Of course, Cole says that we see this God-with-us concomitance most clearly in the incarnation. Here God comes to dwell with his people. He is not merely transcendent above them, or immanent to them in providence, but concomitant as an active presence alongside them.

Now, I have to admit, I feel myself torn about the term. On the one hand, I don’t see anything wrong with it and it seems helpful enough. On the other hand, I’m having trouble distinguishing it too sharply from a heightening of divine immanence, which is what I’ve always taken to be the God-with-us term. Still, it might be a helpful one to have in your theological tool-kit when dealing with the doctrine of God and divine-human relations.

Anthropomorphism, Anthropopathism, Anthropopraxism – The next new term of interest is ‘anthropopraxism’. A lot of Cole’s work is dealing with the issue of narrative portrayals of God in the OT. Theological students will know that ‘anthropomorphism’ is the classic term used to describe language about God in which human qualities or functions are attributed to God as a way of describing him. More specifically, it can be limited to speech attributing physical characteristics God’s “hands”, or “mouth”, or human functions like calling him “Father”.

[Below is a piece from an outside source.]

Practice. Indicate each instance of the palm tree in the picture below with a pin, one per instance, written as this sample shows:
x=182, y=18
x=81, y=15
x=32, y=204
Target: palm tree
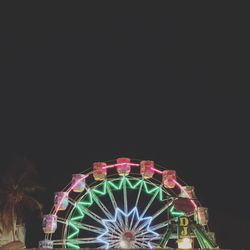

The less-common, but related term used in theological speech is “anthropopathism” and it refers to language attributing human emotions like sadness, anger, joy, delight, and so forth, to God. Now, to be clear, the terms are not meant to downplay or deny their reality, but function to preserve their analogical character. As noted in the past, God has an emotional life, even if the Creator/creature distinction prevents us from simply analyzing our own experiences and reading them up onto God.

“Anthropopraxism” is Cole’s attempt to cover a third category of God-language in Scripture and that is the language of action (“praxis” = practice). God is often said to “walk” or  “see” or “hear”, or be engaged in some sort of activity which requires us to employ an analogy based on human activity. It’s for such occasions that Cole would have us use anthropopraxism. Of course, as with concomitance, Cole would have us see in Jesus Christ, the ultimate manifestation of our anthropomorphic, anthropopathic, and anthropopraxic God. In him, God takes on human life, with the full range of human limitations, emotions, and activities (excepting sin) in order to redeem us from sin. That’s the mystery of Christmas.

Unlike concomitance, I have no such reservations except that given it’s newness, people might not know what you’re talking about. But, you know, explaining terms is half the fun of theology anyways, right?